Freeze Puppy has an inventive set of “quirky” songs on Animation (PICKLED EGG RECORDS EGG 75), whose odd time-signatures and tricky melodies are executed with remarkable speed, elegance, and a high degree of polish. Tom Wilson writes, sings and performs almost everything, playing vast amounts of instruments by himself, sometimes aided by a small chamber ensemble of talented players. You can just about imagine this item rubbing shoulders with records from the wackier end of post-punk (such as The Native Hipsters, or even Family Fodder at a pinch), but you’ve rarely heard it delivered with such a clean, near-flawless production. Maybe technology has improved, maybe people are more talented these days. The breathless pace of this album (some songs less than two minutes in length) and the highly personal subject matter means that a few listens will be required before you can start to fathom out the strange twists and turns of Tom Wilson’s mind.

Annalogue is Ann Matthews, who recorded Brocken Spectre (ATOL RECORDS 006 LP) working solo in Anglesey. There she is climbing out on the roof under a sky filed with the purple clouds that abound in that part of Wales. This is an extremely fey collection of songs whose subject matter remains all but impenetrable on early spins, mainly due to the whispery nature of her vocals and the highly idiosyncratic recording method used to layer these wispy songs. Mostly acoustic, with pianos and guitars and gentle percussion built up into nimbus clouds of sound, doing everything possible to deflect the listener from normal modes of reception, linear thinking or anything else associated with boring old common sense. Instead, Matthews follows the logic of dream, and to very good effect for the most part. Recommend spending some time with this quasi-magical oddity and letting its strangeness work its way into your systems; Matthews is (I would say) a lot more successful at achieving the things for which the so-called “free folk” brigades of Norway are usually given unstinting praise. I’ve gotten a CDR promo, but this is a vinyl-only release which will probably vanish fast.
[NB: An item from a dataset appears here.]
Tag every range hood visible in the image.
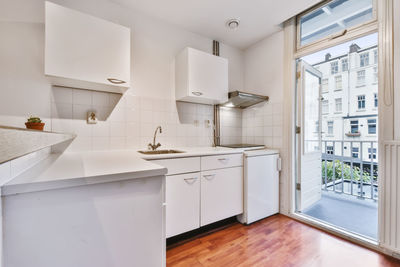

In Australia, James Rushford and Joe Talia have produced a decent slab of room-based percussive and droney minimalism in Palisades (SABBATICAL RECORDS SBB013), a record which displays a piece of white garden furniture on its cover. Rushford plays a prepared viola, while Talia busies himself with many unconventional objects deployed as percussion. The record label speaks of this as a “cavernous electroacoustic fabrication”, but don’t let that sort of nonsense put you off hearing this goodly recording. Unlike the sort of ultra-delicate minimalism we hear sometimes on the Winds Measure Recordings label, this duo favour something with a lot more substance, but their work is executed very slowly as if performed under conditions nearing heat exhaustion in a very hot sunlit room (which it possibly was). I think sometimes players of this sort get into a groove where they’re afraid to disturb the magic of the moment, hence feel disinclined to change what they’re doing. Some Australian major art-music players, including Plagne, Pateras and Fox, are thanked on the back cover of this limited 200-copy release.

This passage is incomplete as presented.